A higher vaccination rate isn’t the only thing needed to prevent the Alberta situation from repeating itself in other parts of the country. But it is probably the single most important thing.

Today, more than 86 per cent of eligible Canadians, those aged 12 years and over, have received at least one shot, and more than 79 per cent have received a second shot.

But that still leaves about 4.5 million eligible Canadians who are entirely unvaccinated, plus another 2.3 million who are only partly inoculated.

That’s a lot of pandemic kindling. The low-hanging fruit should be getting second shots to those with one shot – though a glance at the data suggests around 1 million of those people got their first shot more than four weeks ago, making them overdue for their second jab.

The harder job will be getting hundreds of thousands of Canadians their first shot. It will take all of the above nudges, plus persuasion, understanding and above just basic accessibility.

We all remember the overwhelming desire for vaccines when supplies finally became available in large quantities last spring. Canadians became frantic contestants in the The Amazing Vaccine Race. The early delays in deliveries from overseas, which for months put Canada far behind the United States in vaccine availability, had the unintended benefit of leading to pumped-up demand. By early summer, the percentage of Canadians with at least a first shot had passed the U.S., and most of the world.

And then, the number of willing arms began to fall – precipitously. By early August, with around one in five Canadians aged 12 still entirely unvaccinated, the daily average of first shots had plunged to less than 28,000 a day, according to the COVID-19 Vaccination Tracker website. The share of Canadians with a first shot was rising at a rate of about 0.6 per cent a week, and even that snail’s pace was slowing.

That put far out of reach the goal of at least 90 per cent vaccine coverage – which this page embraced early on and which many leading federal and provincial public health officials have now explicitly adopted. A perpetually slowing shot rate put Canada on track to get to 90-per-cent coverage sometime in the late fall, or next year – or, maybe, never.

But all the latest nudges are having an impact. As of Sept. 21, the seven-day average of first shots had risen to nearly 51,000 a day.

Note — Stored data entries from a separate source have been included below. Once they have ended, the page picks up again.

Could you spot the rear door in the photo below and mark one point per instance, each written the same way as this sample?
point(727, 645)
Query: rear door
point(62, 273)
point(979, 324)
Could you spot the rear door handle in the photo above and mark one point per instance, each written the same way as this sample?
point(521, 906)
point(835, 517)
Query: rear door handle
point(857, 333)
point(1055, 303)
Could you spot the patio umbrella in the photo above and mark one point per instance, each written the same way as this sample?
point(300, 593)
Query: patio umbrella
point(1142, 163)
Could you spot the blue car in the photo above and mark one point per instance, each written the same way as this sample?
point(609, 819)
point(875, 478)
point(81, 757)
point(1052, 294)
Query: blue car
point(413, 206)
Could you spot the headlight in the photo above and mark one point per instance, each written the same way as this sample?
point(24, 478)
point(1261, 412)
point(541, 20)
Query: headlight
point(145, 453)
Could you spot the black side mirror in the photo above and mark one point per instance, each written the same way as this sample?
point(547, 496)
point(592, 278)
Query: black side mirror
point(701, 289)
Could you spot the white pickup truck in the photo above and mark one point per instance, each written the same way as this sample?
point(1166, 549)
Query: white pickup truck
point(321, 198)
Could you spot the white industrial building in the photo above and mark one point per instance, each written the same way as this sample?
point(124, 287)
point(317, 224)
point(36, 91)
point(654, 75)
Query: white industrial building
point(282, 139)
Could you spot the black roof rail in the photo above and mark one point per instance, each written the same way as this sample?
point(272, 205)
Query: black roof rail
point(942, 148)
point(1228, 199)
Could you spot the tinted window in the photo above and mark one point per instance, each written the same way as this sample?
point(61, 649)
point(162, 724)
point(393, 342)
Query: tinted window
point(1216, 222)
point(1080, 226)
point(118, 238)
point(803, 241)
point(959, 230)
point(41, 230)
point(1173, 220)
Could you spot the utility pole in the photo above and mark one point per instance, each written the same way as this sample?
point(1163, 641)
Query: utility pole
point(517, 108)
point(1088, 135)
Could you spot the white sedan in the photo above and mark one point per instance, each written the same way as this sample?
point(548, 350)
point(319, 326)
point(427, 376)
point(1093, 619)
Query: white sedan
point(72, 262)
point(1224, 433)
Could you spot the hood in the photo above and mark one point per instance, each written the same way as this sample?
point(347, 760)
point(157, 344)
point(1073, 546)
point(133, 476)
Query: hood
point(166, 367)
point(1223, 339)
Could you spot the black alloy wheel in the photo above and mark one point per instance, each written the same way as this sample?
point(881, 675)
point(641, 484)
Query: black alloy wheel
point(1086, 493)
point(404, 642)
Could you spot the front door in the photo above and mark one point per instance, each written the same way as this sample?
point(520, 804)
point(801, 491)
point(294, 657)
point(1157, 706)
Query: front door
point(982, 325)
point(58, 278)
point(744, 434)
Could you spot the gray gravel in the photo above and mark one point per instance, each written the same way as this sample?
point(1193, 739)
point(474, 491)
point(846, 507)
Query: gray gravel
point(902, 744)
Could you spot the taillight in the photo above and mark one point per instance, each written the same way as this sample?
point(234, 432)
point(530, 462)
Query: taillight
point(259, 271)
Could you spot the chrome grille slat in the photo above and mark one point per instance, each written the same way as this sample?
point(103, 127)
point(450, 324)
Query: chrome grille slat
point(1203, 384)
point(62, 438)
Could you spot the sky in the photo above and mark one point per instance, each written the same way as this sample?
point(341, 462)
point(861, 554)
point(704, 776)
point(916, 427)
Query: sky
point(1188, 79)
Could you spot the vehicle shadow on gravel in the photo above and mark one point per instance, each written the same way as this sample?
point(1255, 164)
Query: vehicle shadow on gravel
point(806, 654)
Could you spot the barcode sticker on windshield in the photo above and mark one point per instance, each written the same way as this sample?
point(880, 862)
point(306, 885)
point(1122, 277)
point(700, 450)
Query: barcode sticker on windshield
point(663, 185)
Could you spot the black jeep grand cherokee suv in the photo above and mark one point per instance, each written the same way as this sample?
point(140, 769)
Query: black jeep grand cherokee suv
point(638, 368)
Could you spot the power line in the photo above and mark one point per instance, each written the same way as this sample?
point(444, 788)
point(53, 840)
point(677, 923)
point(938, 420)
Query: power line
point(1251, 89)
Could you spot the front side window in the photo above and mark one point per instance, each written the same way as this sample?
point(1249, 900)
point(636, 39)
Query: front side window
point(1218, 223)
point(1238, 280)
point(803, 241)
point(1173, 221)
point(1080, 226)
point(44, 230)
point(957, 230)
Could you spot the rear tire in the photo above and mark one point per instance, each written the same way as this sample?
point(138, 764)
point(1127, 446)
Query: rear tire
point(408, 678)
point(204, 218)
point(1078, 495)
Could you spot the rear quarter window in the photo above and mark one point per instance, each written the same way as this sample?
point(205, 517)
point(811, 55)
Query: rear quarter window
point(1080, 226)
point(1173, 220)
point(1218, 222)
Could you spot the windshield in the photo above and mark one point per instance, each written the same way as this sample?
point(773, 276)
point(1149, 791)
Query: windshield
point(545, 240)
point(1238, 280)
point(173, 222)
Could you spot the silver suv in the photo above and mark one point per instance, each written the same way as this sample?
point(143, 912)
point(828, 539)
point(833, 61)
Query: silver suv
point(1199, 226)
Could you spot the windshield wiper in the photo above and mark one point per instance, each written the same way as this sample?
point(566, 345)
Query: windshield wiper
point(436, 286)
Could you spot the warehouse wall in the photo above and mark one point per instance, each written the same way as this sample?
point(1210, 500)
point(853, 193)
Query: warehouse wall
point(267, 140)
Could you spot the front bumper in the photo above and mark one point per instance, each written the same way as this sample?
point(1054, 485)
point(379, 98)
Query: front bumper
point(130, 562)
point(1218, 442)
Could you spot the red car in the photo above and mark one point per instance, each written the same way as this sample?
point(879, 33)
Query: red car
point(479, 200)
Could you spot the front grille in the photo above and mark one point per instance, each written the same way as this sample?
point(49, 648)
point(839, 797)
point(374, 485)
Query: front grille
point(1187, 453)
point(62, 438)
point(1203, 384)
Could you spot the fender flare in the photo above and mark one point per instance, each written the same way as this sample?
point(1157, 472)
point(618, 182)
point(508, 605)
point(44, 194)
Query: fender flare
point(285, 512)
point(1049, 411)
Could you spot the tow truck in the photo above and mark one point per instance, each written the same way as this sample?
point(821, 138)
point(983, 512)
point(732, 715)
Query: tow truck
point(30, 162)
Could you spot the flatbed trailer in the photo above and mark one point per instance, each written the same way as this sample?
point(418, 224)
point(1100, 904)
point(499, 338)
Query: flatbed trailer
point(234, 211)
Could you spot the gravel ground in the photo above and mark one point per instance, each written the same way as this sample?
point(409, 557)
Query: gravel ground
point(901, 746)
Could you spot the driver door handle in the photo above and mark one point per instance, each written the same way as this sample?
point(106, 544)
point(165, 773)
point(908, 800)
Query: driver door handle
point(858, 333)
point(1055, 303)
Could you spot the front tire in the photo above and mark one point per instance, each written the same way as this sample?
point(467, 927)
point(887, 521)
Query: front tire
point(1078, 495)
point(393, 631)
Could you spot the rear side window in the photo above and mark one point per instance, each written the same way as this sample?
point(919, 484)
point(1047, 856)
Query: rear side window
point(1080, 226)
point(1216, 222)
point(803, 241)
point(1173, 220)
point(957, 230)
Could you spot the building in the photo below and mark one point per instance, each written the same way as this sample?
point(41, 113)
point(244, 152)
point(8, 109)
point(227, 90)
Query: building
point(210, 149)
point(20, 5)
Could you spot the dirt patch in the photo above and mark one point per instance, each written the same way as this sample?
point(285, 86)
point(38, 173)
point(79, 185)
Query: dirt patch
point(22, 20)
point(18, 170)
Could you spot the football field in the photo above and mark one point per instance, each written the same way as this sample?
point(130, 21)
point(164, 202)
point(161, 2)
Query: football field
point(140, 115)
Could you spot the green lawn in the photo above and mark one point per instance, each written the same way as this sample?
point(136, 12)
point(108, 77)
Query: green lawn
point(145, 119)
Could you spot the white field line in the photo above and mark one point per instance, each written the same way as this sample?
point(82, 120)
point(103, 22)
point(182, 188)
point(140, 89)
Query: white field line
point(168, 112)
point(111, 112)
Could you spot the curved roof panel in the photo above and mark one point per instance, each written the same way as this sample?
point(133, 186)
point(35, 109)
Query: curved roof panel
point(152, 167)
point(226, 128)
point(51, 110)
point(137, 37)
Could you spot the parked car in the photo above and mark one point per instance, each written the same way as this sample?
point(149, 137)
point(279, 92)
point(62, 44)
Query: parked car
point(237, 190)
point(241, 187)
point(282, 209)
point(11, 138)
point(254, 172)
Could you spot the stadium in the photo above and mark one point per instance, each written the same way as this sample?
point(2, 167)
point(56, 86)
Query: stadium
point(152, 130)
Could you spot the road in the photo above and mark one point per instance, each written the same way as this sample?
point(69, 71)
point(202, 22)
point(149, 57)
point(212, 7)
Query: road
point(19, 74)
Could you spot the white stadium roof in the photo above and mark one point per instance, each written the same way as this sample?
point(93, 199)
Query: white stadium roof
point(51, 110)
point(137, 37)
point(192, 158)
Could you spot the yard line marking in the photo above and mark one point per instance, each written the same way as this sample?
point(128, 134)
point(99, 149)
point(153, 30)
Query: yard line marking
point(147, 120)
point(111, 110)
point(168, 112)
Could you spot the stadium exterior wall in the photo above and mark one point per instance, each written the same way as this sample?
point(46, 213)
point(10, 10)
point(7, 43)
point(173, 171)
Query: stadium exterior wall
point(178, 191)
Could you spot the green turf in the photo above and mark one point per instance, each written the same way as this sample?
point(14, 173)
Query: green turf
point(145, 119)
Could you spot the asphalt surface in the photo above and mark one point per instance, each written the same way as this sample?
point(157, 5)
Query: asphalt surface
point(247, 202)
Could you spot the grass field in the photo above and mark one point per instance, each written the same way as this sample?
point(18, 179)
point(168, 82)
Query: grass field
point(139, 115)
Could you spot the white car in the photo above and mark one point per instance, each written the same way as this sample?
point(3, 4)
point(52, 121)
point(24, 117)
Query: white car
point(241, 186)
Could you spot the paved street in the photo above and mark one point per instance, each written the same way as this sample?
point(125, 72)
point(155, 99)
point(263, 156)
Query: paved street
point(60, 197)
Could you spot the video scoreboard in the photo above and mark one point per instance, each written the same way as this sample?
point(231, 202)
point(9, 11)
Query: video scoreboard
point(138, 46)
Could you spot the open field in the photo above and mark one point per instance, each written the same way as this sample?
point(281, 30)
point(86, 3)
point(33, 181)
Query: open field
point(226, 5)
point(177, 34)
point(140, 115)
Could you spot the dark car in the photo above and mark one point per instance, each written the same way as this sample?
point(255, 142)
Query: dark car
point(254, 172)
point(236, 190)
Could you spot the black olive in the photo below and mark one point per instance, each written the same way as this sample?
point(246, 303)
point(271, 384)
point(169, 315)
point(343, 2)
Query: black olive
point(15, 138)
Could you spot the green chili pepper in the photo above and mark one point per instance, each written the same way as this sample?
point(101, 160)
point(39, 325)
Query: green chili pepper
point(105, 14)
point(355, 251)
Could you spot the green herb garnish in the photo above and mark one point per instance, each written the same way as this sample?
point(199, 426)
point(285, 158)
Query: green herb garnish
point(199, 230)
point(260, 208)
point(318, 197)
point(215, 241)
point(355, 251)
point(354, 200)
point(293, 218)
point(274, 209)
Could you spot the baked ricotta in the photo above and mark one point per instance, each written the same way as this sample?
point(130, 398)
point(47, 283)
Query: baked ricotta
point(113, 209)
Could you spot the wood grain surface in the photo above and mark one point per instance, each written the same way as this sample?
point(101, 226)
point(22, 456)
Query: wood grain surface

And some provinces have been doing better than others at ramping up vaccinations. Leading the pack? Alberta.

In the first seven days of September, the province with the country’s second-lowest vaccination level administered barely 3,000 first shots a day. The Premier Jason Kenney admitted that Alberta was drowning, and announced a sort-of vaccine passport and other measures to try to stave off disaster. On Sept. 16, nearly 17,000 Albertans came forward to get their first shot. The next day, more than 17,000 did. Nearly 18,000 people got a first shot over the weekend, and more than 14,000 on Monday.

Keep it up, Canada. Progress is still too slow, but the vaccination campaign is at least moving again, and picking up speed. And now that the election is over, a message for Ottawa: Help.